🤖 AI Summary
Accurately modeling and efficiently predicting the evolutionary dynamics of low Earth orbit (LEO) space objects—including operational satellites, defunct spacecraft, and debris—remains challenging due to high-dimensional nonlinearities and computational intractability. Method: This paper proposes a hybrid dynamic modeling framework integrating Sparse Identification of Nonlinear Dynamics (SINDy) with Long Short-Term Memory (LSTM) networks. Leveraging high-fidelity MOCAT-MC simulation data as ground truth, SINDy extracts interpretable, sparse differential equation structures, while LSTM captures complex nonlinear temporal dependencies across object populations.
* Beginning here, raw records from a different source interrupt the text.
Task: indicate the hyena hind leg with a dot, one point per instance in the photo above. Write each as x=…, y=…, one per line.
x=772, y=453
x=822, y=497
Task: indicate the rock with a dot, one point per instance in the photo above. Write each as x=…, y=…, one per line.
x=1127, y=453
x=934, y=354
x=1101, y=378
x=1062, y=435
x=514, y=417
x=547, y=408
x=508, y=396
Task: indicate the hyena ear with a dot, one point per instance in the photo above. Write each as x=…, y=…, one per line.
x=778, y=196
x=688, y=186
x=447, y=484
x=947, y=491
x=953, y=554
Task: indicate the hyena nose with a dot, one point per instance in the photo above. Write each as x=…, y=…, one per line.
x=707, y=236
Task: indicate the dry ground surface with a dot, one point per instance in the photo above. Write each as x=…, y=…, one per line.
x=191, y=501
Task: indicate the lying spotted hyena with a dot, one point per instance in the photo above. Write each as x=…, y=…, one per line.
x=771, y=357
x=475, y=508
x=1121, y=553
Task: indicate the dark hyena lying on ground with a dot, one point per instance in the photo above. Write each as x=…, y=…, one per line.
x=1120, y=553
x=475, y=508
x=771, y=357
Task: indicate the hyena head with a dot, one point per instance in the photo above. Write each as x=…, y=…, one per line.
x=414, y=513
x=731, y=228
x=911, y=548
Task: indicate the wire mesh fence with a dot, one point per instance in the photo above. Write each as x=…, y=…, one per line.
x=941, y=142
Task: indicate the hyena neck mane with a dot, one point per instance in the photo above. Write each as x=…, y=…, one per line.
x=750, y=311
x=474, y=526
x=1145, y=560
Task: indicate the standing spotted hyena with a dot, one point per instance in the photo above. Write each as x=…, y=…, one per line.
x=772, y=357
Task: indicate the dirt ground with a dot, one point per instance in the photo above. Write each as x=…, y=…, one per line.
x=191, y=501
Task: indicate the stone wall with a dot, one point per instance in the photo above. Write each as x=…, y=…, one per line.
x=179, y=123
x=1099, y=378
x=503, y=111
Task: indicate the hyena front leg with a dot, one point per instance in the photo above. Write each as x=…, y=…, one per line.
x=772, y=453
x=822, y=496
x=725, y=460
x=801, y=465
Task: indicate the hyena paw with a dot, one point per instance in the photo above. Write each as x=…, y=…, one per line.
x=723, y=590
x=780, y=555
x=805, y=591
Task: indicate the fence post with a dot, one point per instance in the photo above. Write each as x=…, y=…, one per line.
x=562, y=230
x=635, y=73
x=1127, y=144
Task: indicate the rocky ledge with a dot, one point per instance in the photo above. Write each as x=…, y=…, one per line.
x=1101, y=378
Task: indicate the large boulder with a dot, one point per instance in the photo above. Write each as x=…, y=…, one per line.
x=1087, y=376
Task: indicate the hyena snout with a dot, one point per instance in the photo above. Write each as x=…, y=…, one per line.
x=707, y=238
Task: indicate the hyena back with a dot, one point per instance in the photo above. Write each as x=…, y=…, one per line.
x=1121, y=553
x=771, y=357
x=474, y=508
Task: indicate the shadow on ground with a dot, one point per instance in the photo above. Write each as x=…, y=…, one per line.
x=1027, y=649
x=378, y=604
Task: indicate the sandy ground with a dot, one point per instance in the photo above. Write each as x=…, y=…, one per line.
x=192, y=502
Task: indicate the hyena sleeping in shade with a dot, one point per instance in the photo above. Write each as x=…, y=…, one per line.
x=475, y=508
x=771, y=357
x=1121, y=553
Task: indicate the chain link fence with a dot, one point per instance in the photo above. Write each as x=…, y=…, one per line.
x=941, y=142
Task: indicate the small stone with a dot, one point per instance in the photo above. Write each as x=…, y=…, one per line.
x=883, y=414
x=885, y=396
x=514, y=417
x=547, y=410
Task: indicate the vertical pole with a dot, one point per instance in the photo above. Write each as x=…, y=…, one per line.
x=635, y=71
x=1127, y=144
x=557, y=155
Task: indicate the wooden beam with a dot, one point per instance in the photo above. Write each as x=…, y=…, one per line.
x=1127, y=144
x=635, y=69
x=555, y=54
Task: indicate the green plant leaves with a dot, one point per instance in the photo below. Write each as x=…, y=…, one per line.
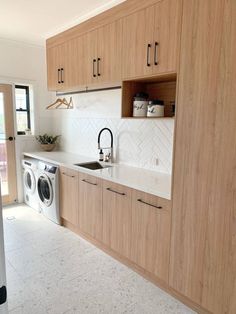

Contribution/Results: The resulting model achieves high predictive accuracy with significantly reduced computational complexity, enabling real-time LEO capacity assessment and long-term evolutionary trend analysis. It balances interpretability, efficiency, and scalability—offering a lightweight, deployable paradigm for operational space traffic management and sustainability analysis.
📝 Abstract
Utilizing the Sparse Identification of Nonlinear Dynamics algorithm (SINDy) and Long Short-Term Memory Recurrent Neural Networks (LSTM), the population of resident space objects, divided into Active, Derelict, and Debris, in LEO can be accurately modeled to predict future satellite and debris propagation. This proposed approach makes use of a data set coming from a computational expensive high-fidelity model, the MOCAT-MC, to provide a light, low-fidelity counterpart that provides accurate forecasting in a shorter time frame.